March 27th, 2014 at 5:41 pm

Spring Gardening Preparation



If you like to garden, or want to start one, now’s the time to get ready for planting! (Did we mention that April is National Gardening Month?) As the ground thaws, soil needs to be prepared in order to create the best growing medium for your plants. Different types of plants require different kinds of care, including the timing of their planting, exposure to sunlight, supplemented nutrition, watering, spacing, and harvesting. Get your kids involved and let them help you however they can. Here are some basic guidelines for starting your spring planting.

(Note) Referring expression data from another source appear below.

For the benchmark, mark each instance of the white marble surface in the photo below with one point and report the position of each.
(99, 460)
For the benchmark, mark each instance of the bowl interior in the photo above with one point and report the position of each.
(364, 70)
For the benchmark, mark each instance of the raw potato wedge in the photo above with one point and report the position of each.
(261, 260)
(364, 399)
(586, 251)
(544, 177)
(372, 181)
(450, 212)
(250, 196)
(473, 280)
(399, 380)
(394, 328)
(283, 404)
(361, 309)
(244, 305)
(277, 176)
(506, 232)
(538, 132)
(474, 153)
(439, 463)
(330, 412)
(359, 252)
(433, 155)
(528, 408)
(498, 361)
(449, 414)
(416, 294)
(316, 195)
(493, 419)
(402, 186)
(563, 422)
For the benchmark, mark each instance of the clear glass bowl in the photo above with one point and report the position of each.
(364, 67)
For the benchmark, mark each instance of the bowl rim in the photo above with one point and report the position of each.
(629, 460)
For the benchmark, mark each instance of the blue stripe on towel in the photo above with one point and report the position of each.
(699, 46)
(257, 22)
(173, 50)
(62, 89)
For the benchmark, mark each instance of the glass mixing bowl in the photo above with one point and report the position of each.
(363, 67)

  1. Determine your frost date. If you live in an area where you get a true winter, it’s important that you know your area’s frost date to avoid planting too soon. There are quite a few online resources to help you figure it out. Try Dave’s Garden…you just put in your zip code and it tells you your frost risks and timing.
  2. Choose your plants. Gather your bulbs and seeds and determine which ones need to be planted first. Some plants can survive colder temperatures.
  3. Section your garden. Plants should be grouped by type and care. Vegetables, fruits, herbs, flowers, etc. should have their own sections. Keep their “requirements” in mind when you create your sections…some need lots of direct sunlight, while others thrive in shady spots.
  4. Test your soil. You should first make sure the soil is ready to be prepared. Heavy soil that is still wet from snow and rain will not let your plants breathe. You can tell it’s ready when you pick it up, squeeze it into a ball with your hands, and then drop it, or poke it. If it crumbles into small particles, it is dry enough to be worked. If it breaks into large clumps or stays in form, it is still too moist. Not all soil is equal, so learning a bit about your native soil will help you understand when it’s ready.
  5. Prepare your soil. There are a lot of things you can do to improve the medium your plants grow in. Without going into too much detail, consider looking into the various soil-improvement methods, including pH testing, composting, fertilizing, tilling, mulching, etc. Hint: Used coffee grounds and egg shells make great fertilizers!
  6. Plant! When your soil is ready, plant your seeds and bulbs, take care of them and watch them grow! Garden maintenance can be tedious, but rewarding. Make sure you water and fertilize as needed, and don’t forget to pick those pesky weeds!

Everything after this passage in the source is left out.